The cash returning to the central bank can be used by it for open market operations and other liquidity measures.
The developmental measures announced by the RBI included the inclusion of NBFCs in the on tap TLTRO scheme, the incentive to banks to lend to new MSME borrowers through a lower CRR requirement and the further deferment of capital conservation buffer.
The RBI governor said the economy's growth outlook had improved and that inflation was expected to remain less than the central bank's upper target of 6 per cent over the next few quarters.
"Given that inflation has returned within the tolerance band, the MPC judged that the need of the hour is to continue to support growth, assuage the impact of Covid-19 and return the economy to a higher growth trajectory," he said. "The RBI stands committed to ensure the availability of ample liquidity in the system and thereby foster congenial financial conditions for the recovery to gain traction."
The 27th meeting of the rate-setting MPC with three external members -- Ashima Goyal, Jayanth R Varma and Shashanka Bhide -- began on February 3.
This is the first meeting of the panel after the Budget 2021-22 earlier this week projected a nominal GDP growth rate of 14.5 per cent and fiscal deficit of 6.8 per cent for the financial year beginning April 1, 2021.
The MPC has been given the mandate to maintain annual inflation at 4 per cent until March 31, 2021, with an upper tolerance of 6 per cent and lower tolerance of 2 per cent.
On inflation, Das said it has eased below the upper tolerance level of 6 per cent for the first time during the Covid-19 period.

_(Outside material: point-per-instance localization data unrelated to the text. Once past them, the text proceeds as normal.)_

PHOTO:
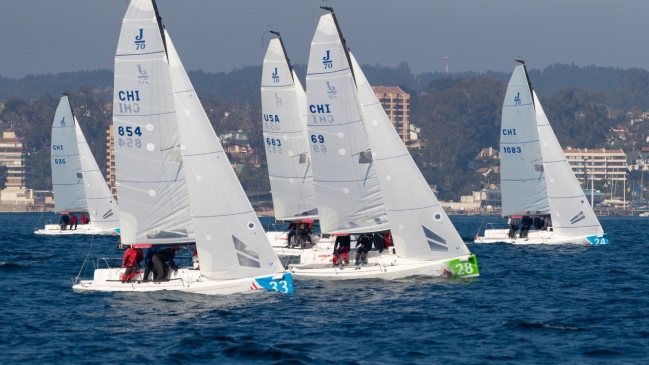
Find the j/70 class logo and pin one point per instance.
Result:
(326, 60)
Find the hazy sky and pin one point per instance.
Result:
(43, 36)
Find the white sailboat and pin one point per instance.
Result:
(354, 124)
(79, 187)
(183, 172)
(287, 152)
(536, 178)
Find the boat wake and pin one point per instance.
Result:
(525, 325)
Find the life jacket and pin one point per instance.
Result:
(132, 256)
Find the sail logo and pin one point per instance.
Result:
(275, 76)
(435, 242)
(326, 60)
(142, 77)
(140, 43)
(331, 91)
(579, 217)
(271, 118)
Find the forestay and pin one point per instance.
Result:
(150, 179)
(346, 183)
(572, 215)
(102, 208)
(67, 179)
(521, 165)
(420, 228)
(231, 242)
(289, 166)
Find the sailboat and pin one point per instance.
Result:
(79, 187)
(287, 152)
(536, 178)
(361, 161)
(176, 166)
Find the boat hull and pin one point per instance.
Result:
(540, 238)
(55, 230)
(390, 266)
(184, 280)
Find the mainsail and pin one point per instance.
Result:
(284, 126)
(103, 210)
(346, 181)
(151, 187)
(67, 178)
(420, 227)
(522, 176)
(230, 240)
(572, 215)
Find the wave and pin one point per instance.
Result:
(524, 324)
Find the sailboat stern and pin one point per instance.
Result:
(598, 239)
(282, 283)
(466, 267)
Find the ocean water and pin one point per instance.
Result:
(541, 305)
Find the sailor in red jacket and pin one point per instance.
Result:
(131, 261)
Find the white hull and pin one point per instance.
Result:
(535, 237)
(55, 230)
(390, 266)
(317, 255)
(185, 280)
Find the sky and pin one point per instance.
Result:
(51, 36)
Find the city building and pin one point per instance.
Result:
(604, 164)
(396, 104)
(12, 156)
(110, 161)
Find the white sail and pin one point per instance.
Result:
(102, 208)
(67, 179)
(420, 227)
(521, 165)
(151, 186)
(346, 182)
(231, 242)
(289, 166)
(572, 215)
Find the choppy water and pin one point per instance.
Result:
(531, 305)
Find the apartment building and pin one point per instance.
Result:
(604, 164)
(396, 104)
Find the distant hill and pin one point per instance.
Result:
(241, 86)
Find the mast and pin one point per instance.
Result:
(342, 39)
(288, 62)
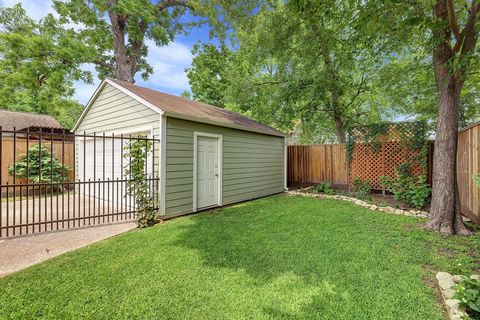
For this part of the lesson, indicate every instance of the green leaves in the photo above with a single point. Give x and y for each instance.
(40, 61)
(39, 166)
(208, 75)
(137, 184)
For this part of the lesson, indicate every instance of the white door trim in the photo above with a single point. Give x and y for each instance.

"Going ahead, factors that could shape the food inflation trajectory in coming months, including the likely bumper kharif harvest arrivals in markets, rising prospects of a good rabi crop, larger winter supplies of key vegetables and softer poultry demand on fears of avian flu are all indicative of a stable near-term outlook," he said.
As far as gross market borrowing of Rs 12 lakh crore in 2021-22 is concerned, he said the Reserve Bank, as the government's debt manager and banker, will ensure the orderly completion of the programme in a non-disruptive manner.
"In this context, we look forward to the continuance of the common understanding and cooperative approach between market players and the RBI during 2021-22 also," he said.
The RBI has also decided to defer the implementation of the last tranche of the Capital Conservation Buffer (CCB) of 0.625 per cent and also defer the implementation of Net Stable Funding Ratio (NSFR) by another six months from April 1 to October 1, 2021.